Posted Nov 16, 2024 - 02:03 UTC
Monitoring
The hotfix for the campaign email delivery issue has now been vetted and deployed in the production environment. Campaign emails have now resumed delivery and may take a few minutes to hit the end user’s inbox.

The affected services will now be placed back under monitoring for now.
Posted Nov 13, 2024 - 20:01 UTC
Update
We continue working on developing and verifying another hotfix for the email delivery issue.

Another update within 1 hour.
Posted Nov 13, 2024 - 19:48 UTC
Update
We have identified a potential root cause for the residual impact of this incident where email campaigns are yet to be delivered following the hotfix. We are working on developing and verifying another hotfix for that issue.

Another update within 1 hour.
Posted Nov 13, 2024 - 18:47 UTC
Identified
We are currently investigating a residual impact of this incident where some email campaigns are yet to be delivered after the hotfix was released.

We will provide an update within 1 hour.
Posted Nov 13, 2024 - 17:50 UTC
Monitoring
The hotfix for this incident has been released in the production environment. All services should now be restored.

We will be placing the affected services in a monitoring state for now.
Posted Nov 13, 2024 - 16:35 UTC
Update
A hotfix for this incident has been developed and is currently being tested in our staging environment. Once vetted, it will be released in the production environment.

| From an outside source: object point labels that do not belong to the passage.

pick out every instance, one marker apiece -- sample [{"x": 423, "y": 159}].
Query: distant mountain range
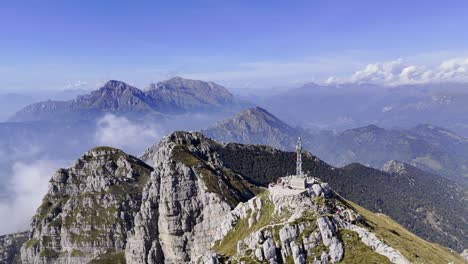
[
  {"x": 349, "y": 105},
  {"x": 174, "y": 96},
  {"x": 205, "y": 202},
  {"x": 430, "y": 148}
]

Another update within 1 hour.
Posted Nov 13, 2024 - 16:25 UTC
Identified
We have identified a potential root cause of this incident, and are working towards mitigation. Affected components are only on the US datacenter. The EU datacenter remains unaffected.

Another update within 1 hour.
Posted Nov 13, 2024 - 15:30 UTC
Investigating
We are currently investigating reports of intermittent Studio slow performance issues.

We will provide you with an update within 1 hour.
Posted Nov 13, 2024 - 15:07 UTC
This incident affected: Products (Creator Studio, Classic Studio, Web Experience).